- Born: 25 September 1944 Hundige, Denmark
- Died: 3 January 1985 (aged 40) Copenhagen, Denmark
- Resting place: Højby Church Cemetery 55°54′46.1″N 11°36′01.7″E﻿ / ﻿55.912806°N 11.600472°E
- Occupation: Pornographic actress
- Children: 1

= Bodil Joensen =

Danish pornographic actress (1944–1985)

Bodil Bjarta Joensen (/da/; 25 September 1944 – 3 January 1985) was a Danish pornographic actress known for participating in bestiality porn.

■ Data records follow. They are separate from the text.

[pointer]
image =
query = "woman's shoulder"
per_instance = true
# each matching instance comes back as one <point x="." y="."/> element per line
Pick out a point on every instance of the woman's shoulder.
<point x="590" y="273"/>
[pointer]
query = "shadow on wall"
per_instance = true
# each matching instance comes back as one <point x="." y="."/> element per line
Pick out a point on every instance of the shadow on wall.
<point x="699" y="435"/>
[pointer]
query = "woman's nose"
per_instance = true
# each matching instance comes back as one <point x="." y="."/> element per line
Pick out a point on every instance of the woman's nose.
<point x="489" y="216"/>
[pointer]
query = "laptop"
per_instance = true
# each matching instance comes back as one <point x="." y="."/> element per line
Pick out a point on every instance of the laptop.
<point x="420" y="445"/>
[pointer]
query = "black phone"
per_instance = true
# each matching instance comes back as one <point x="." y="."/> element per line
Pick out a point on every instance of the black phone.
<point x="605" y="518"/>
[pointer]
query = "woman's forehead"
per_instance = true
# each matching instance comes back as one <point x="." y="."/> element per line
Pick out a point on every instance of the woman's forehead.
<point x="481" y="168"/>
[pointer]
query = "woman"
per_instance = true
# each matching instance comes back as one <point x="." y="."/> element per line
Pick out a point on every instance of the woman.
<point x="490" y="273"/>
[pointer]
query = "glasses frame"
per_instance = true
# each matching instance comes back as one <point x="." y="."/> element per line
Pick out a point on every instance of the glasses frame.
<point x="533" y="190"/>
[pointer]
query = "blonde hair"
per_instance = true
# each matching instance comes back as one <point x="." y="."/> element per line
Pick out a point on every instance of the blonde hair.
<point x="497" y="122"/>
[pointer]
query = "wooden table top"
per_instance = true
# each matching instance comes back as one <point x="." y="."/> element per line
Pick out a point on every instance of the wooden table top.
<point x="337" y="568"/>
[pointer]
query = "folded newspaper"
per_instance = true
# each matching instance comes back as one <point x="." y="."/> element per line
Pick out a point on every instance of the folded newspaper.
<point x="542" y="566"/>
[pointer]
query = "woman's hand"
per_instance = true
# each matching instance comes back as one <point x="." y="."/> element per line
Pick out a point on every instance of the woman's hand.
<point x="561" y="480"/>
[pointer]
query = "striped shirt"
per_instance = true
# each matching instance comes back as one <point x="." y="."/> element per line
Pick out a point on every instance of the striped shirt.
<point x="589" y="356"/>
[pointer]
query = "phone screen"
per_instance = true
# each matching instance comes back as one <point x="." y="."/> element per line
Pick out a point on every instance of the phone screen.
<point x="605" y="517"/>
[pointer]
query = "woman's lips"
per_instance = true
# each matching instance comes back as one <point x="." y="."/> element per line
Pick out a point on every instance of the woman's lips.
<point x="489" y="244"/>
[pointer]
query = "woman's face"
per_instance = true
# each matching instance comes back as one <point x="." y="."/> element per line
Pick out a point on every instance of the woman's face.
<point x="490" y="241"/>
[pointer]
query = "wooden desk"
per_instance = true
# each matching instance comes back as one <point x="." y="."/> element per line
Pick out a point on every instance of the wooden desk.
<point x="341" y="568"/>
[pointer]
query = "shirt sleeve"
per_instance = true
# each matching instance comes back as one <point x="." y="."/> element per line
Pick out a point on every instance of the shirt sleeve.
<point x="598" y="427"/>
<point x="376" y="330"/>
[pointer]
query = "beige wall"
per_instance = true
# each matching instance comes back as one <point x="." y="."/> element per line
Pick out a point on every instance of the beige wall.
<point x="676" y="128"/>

Bodil Joensen grew up in an abusive household and was 12 years old when her parents divorced. She left home at 15 to work on farms and started her own pig farm at 17. This farm, in Odsherred, was where her pornography was filmed.

Joensen began creating pornography with animals in 1969, after Denmark unbanned pornographic films. She appeared in over 40 pornographic films between 1969 and 1972, including a film titled Bodil Joensen: A Summer Day July 1970. This film won a gold medal at an alternative film festival in Amsterdam and made her internationally famous. She also appeared in live sex shows and committed bestiality in clubs with her Collie named Lassie. Joensen also engaged in sex tourism, renting her farm and animals to others to create zoophilic pornography.

Joensen was sent to prison for three days in 1981 for animal abuse and her pigs were euthanized. She died on 3 January 1985. She had one daughter.